There are many things in our lifetime that we will never fully comprehend. Losing a loved one is one of them.
Trying to make sense of how someone could be there one second - a living, breathing person who was warm to the touch, and who helped you navigate life’s many mysteries - and gone the next will send your mind into a dark spiral (if you spend too much time thinking about it).
Everyone knows the 5 stages of the grieving process: denial, anger, bargaining, depression, and acceptance but what does that all actually mean? How does knowing this process help you continue living your life after someone important has passed?
The first thing any of us want to do when we’re in pain is to be on the other side of it. Dealing with pain isn’t fun, however, running away from it will only do more damage than good in the long run. It will only prolong the healing process.
You’re going to be in pain. You’re going to cry. Let it happen. Take all the time you need. When you’re ready - go through old photos, videos, and voice recordings. Being exposed to the images you’re trying so desperately to avoid will help you get more desensitized to them. It’s hard to think of the good times when you’re too busy running away from anything that reminds you of them.
You Will Have Outbursts
Realize that anything can and will trigger you into a memory of them. Even when it doesn’t pull up a mental image of them in your mind, it might still evoke a strong emotion (commonly anger or sadness).
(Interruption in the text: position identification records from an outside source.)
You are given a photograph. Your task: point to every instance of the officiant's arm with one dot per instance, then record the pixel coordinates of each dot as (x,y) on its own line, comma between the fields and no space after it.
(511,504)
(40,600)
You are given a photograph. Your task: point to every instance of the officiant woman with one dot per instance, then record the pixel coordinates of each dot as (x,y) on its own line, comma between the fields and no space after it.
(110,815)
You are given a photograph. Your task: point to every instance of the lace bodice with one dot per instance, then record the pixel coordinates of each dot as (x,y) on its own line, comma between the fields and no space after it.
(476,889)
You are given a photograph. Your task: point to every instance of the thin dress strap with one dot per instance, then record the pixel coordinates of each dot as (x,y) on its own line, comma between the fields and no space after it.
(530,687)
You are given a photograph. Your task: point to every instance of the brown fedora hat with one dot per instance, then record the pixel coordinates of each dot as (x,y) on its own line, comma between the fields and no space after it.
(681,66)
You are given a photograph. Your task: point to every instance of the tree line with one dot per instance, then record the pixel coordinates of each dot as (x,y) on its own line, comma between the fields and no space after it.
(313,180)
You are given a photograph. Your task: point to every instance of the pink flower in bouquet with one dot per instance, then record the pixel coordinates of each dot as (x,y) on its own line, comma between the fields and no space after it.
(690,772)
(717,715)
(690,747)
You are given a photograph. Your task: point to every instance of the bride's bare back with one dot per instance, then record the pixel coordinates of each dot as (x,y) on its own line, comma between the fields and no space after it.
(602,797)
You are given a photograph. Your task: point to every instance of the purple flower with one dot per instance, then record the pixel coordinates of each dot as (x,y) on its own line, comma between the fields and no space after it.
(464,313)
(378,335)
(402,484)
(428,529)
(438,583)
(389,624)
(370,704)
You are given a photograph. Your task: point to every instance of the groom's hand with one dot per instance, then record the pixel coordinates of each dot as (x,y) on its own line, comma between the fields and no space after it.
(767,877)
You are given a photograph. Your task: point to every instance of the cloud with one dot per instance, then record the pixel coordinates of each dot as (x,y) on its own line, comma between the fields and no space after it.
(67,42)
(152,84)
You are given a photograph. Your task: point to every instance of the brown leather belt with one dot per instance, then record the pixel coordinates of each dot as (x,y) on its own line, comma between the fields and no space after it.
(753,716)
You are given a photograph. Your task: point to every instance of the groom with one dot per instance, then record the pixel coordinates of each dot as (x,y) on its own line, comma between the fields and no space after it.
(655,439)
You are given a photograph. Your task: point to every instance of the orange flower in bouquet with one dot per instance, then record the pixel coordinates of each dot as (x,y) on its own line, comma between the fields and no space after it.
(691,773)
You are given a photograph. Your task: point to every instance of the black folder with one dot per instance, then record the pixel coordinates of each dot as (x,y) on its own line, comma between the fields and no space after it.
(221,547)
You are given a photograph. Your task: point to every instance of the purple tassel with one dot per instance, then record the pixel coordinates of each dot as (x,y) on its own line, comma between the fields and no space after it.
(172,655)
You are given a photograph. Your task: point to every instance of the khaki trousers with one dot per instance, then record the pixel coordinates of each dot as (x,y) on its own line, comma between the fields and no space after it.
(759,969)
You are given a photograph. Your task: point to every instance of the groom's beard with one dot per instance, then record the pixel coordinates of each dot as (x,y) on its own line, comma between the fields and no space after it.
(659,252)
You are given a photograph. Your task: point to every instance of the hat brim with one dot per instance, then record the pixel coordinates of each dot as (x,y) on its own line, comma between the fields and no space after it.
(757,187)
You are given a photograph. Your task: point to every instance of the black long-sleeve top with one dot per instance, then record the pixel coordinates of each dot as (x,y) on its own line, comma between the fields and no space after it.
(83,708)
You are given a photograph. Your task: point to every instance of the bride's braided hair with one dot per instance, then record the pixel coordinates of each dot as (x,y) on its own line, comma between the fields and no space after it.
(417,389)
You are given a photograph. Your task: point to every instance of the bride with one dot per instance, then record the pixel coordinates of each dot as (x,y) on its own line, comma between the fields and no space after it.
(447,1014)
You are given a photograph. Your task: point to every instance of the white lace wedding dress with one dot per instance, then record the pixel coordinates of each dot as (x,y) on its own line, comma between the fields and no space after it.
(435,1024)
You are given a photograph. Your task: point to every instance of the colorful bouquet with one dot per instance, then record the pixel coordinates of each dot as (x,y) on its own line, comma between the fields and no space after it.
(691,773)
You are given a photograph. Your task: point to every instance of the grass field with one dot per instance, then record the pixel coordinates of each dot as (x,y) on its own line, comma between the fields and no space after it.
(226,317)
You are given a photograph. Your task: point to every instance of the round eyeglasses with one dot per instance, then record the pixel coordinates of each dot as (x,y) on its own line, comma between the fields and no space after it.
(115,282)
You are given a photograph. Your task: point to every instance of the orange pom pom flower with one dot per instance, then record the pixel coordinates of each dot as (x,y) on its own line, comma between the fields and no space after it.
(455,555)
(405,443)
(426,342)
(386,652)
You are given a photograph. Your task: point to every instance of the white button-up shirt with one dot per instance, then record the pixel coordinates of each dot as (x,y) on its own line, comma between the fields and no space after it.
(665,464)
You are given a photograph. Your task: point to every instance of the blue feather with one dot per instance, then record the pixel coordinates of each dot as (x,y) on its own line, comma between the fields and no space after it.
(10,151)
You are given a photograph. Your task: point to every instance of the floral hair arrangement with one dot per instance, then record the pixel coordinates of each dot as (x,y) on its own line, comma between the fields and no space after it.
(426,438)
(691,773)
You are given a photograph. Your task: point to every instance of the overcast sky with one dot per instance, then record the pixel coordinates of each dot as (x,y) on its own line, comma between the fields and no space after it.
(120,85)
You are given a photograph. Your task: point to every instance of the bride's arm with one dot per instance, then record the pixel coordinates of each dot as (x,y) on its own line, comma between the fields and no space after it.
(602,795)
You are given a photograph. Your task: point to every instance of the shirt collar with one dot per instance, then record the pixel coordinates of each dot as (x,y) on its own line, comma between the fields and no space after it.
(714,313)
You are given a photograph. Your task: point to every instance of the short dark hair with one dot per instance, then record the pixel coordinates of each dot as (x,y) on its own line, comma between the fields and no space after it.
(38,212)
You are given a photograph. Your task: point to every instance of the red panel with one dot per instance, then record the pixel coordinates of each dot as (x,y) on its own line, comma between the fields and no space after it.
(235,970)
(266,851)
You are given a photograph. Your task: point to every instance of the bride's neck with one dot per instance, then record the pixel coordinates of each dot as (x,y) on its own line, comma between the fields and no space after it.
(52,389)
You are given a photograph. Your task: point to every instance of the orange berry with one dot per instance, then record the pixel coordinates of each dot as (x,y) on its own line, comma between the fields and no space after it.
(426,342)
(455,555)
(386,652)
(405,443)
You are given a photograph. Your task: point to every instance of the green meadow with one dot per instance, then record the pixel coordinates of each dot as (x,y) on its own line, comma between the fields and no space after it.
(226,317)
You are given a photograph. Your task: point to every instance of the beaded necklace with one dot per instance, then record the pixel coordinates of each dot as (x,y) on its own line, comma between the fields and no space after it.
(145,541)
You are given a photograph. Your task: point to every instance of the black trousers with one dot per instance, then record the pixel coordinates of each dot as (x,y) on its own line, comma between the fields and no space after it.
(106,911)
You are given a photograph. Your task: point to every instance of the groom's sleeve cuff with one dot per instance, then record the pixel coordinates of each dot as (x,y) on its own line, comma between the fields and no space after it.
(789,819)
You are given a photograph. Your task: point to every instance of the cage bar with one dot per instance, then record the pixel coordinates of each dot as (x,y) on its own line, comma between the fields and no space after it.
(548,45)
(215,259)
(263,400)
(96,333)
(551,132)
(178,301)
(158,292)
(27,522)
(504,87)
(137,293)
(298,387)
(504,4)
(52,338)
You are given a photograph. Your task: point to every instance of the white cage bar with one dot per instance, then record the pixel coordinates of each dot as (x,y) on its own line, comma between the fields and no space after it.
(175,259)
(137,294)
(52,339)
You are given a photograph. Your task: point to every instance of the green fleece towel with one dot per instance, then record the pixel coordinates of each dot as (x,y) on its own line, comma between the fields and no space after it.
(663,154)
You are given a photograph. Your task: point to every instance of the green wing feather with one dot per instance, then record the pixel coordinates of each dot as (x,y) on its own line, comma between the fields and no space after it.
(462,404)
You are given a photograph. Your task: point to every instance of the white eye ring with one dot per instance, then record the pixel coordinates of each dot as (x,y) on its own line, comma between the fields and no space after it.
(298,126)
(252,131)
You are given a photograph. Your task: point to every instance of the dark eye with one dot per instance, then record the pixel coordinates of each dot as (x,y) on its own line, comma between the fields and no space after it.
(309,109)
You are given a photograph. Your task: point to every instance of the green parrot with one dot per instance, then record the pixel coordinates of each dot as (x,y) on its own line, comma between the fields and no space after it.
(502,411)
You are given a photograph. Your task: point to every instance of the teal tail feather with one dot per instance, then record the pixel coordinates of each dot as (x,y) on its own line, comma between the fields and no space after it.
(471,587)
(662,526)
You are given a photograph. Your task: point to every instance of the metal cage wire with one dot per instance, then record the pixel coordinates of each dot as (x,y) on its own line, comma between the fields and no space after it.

Don’t beat yourself up for these outburst. They’re going to happen, it’s just a part of the healing process. However, you should never use it as an excuse to be cruel to others. Everything you say and do can have consequence and you’re responsible for your actions. In the heat of the moment, grief can make us do out uncharacteristic things. Decipher whether it was grief or a desperate attempt at control. If it’s the latter, take the proper steps to prevent it from getting worse.
Understand You’ve Done Nothing Wrong and Could Not Have Changed the Outcome
One of the first things you might find yourself doing is blaming yourself for what happened. You might think: “I could have prevented it,” “if only I paid more attention,” or “I could have done more.”
The truth is, you did what you could in that moment and ultimately, you’re not a superhero, you’re only human. You can only do so much. Kicking yourself over what ifs will not turn back time or bring them back. The outcome will always remain the same and you have to accept that unfortunate fact.
Reach Out Even When You Want to Pull Away
Having a support group is very important during this period in your life. Even sharing your loss with friends, family, and coworkers will make you realize that other people in your life have also experienced loss.
During a time where you might feel alone and like no one else could possibly know how you feel, these people can share their personal experience with losing someone and how they overcame it. Surround yourself with people who care and understand how painful this period in your life is.
Eventually you’ll realize that you’ve accepted what happened. The time frame is different for everyone - it might be short for some and take years for others. Whenever it happens, that doesn’t mean the pain will magically disappear and you’ll never mourn the loss of your loved one again. It will always be painful. Some times to the point where you will cry. But for the most part, you’re able to think about that person fondly rather than replaying a constant loop of sad memories.
Good Memories Will Come (in Due Time)
There will come a day when you look at a specific object, think of them, and smile. Impossible right? It’s not. If you’ve only recently lost someone, it probably feels like it is but eventually you’ll get there.
Life is short but the time we spend together will always be special and cherished. No one wants to leave this Earth and become a dark cloud on someone else’s life. We owe it to them to remember them fondly. Take the lessons they taught with you, don’t shy away from the shows you used to watch together, or the music they introduced you to. When you’re ready, let it become good memories.
Losing someone is never easy. Even over time, the pain doesn’t fully go away but it does lessen and it becomes easier to manage. The grieving process can be a rocky ride but always remember: you can and will get through it.
One day, you’ll think of them and instead of feeling dread, you’ll feel grateful you had the chance to know them.